The first three papers in this section relate to the use of radical cystectomy in bladder cancer, and each study describes issues which are uncommonly written about, but which are relevant and important to any urologist who manages such patients. There is also a paper from Cleveland describing the rare condition of neuroendocrine tumours in the kidney. This is a large series of cases, and the authors recommend awareness of the condition and the prudent use of immunohistochemical neuroendocrine markers. There are a further six papers on prostate cancer; two of them evaluate high‐grade prostatic intraepithelial neoplasia, taking different views on the subject.
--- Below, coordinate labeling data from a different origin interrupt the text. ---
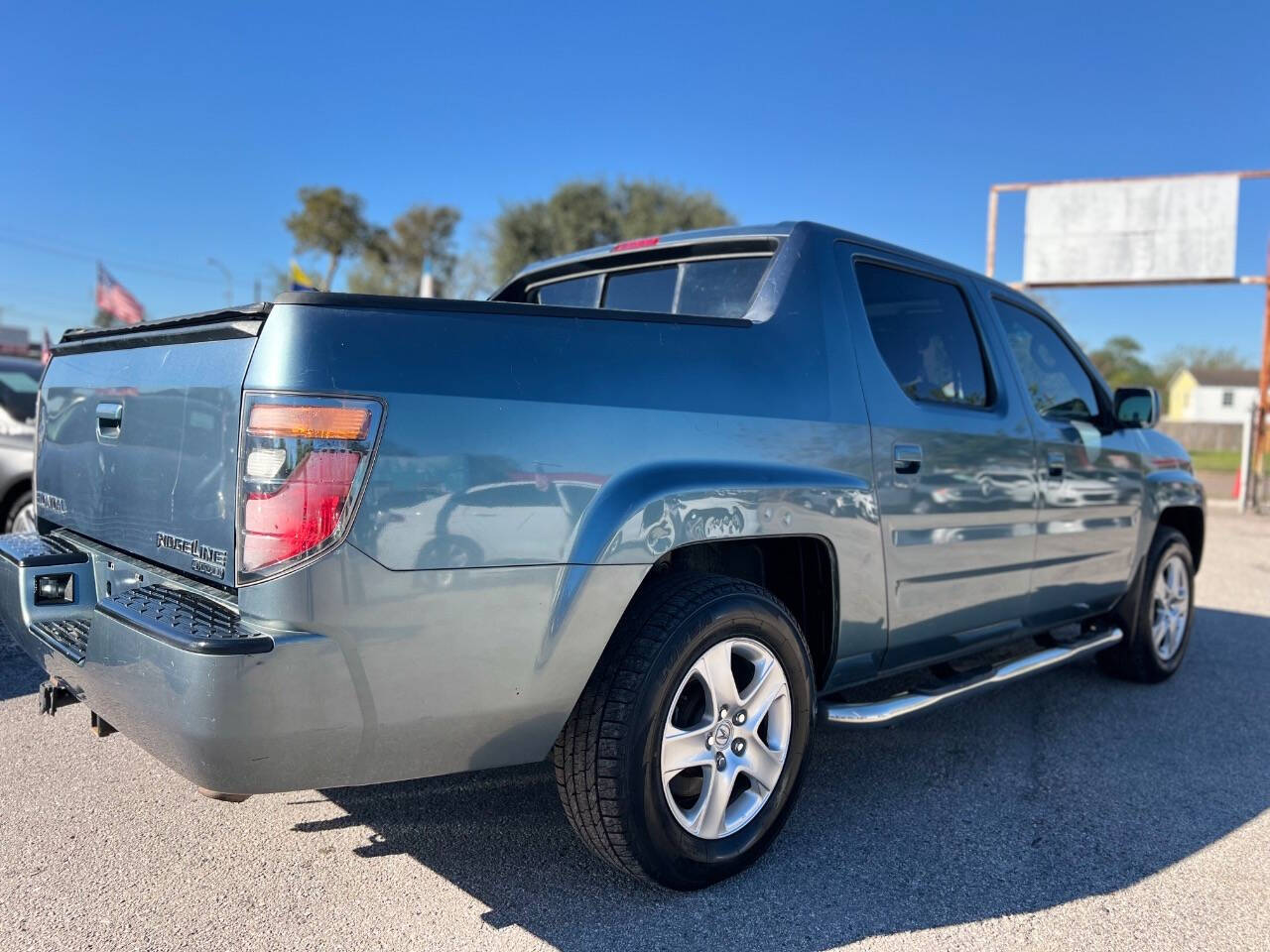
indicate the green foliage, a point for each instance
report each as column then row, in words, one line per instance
column 329, row 221
column 1120, row 363
column 393, row 261
column 581, row 214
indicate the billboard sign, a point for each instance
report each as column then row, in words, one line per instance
column 1132, row 231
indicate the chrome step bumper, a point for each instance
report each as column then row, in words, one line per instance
column 878, row 714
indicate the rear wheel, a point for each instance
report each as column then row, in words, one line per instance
column 685, row 753
column 1157, row 638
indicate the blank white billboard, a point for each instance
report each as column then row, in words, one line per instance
column 1132, row 230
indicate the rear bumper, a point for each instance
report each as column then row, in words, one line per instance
column 231, row 705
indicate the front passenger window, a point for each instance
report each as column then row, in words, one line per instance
column 1057, row 382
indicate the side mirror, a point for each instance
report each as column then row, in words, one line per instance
column 1137, row 407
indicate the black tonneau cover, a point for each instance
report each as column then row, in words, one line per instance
column 209, row 325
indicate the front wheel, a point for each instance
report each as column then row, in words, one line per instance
column 1156, row 640
column 684, row 756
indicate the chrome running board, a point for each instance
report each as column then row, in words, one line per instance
column 876, row 714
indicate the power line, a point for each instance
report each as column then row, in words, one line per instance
column 98, row 257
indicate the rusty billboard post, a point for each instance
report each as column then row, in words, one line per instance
column 1164, row 246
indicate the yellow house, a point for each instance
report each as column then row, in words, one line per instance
column 1211, row 397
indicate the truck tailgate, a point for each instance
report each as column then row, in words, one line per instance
column 137, row 444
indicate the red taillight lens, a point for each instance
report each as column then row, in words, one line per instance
column 300, row 516
column 304, row 461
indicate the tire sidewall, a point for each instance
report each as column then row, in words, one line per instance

OBJECTIVE To examine the association between the interval from the last transurethral resection (TUR) to radical cystectomy (RC) and bladder cancer‐specific outcome, as the decision to proceed to RC for an individual patient is complex, and recent reports suggest an interval from diagnosis to RC of >3 months is associated with adverse outcomes. PATIENTS AND METHODS The records of 592 patients who had RC were reviewed; the interval from the last TUR was analysed as both a continuous and categorical variable (<3 vs ≥3 months). Logistic regression and survival analyses were used to evaluate the association between the interval to RC with pathological characteristics and clinical outcomes. RESULTS The mean ( sd ) actuarial cancer‐specific survival was 70.5 (2.3)% and 60.7 (3.2)% at 3 and 7 years, respectively. Overall, the median (range) time from TUR to RC was 1.8 (0.3–11.6) months. The interval to RC analysed as a continuous or categorical variable was not associated with extravesical or nodal disease, lymph node metastases, disease recurrence, overall or cancer‐specific survival. The results were similar in the subgroup of 320 patients (54%) with clinically muscle‐invasive disease. CONCLUSIONS These results suggest that a reasonable delay from the last TUR to RC is not independently associated with stage progression or with decreased recurrence‐free or disease‐specific survival. These findings might have important implications for trial design in the ongoing evaluation of neoadjuvant regimens. Nevertheless, we see no reason to advocate anything less than the timely consideration of definitive treatment for patients with high‐risk bladder cancer.